# Memmorial Day Thank a vet



## Bobm (Aug 26, 2003)

As we all settle into our patio chairs for a sumptuous barbecue feast, 
it's a good time to take stock of our current situation. First of all, if you know any veterans, you should thank them. Were it not for their service, the world today might be ruled by communism or the Nazis. Not to mention the fascist Islamic terrorist fanatics like Al-Qaeda that want to turn every country in the world into a theocracy. Just something to think about.

Now .. having said that about veterans. This is Memorial Day. We have lost over 800 men and women in Afghanistan and Iraq in our war against Islamic terrorism. If you know family members or friends of any of these men or women ... they're owed a special thanks today for the sacrifice they have made.

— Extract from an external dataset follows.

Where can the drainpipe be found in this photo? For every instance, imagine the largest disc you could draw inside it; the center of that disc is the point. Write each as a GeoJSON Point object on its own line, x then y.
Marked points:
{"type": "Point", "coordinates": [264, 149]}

I used to think this saying was a bit trite. "Freedom is not free." I know better now. I know better because I've seen and read of the sacrifices being made in the Middle East, and I talked to servicemen who, once they've spent a few weeks at home with their families, are eager to head right back over there to finish the job. Right now there are troops all over the world fighting the war on terror. In a weekend where the World War II Memorial was dedicated to the greatest generation, let's not forget about these soldiers fighting World War IV. Like it or not, the world is governed by the overwhelming use of force, and we wouldn't enjoy the freedom we have today if we didn't have a military that was ready to defend it.

So if you know a family member or friend of someone who has given their all in service to their country, try to thank them for their sacrifice. And if you are such a family member, my thanks to you.

Happy Memorial Day.


----------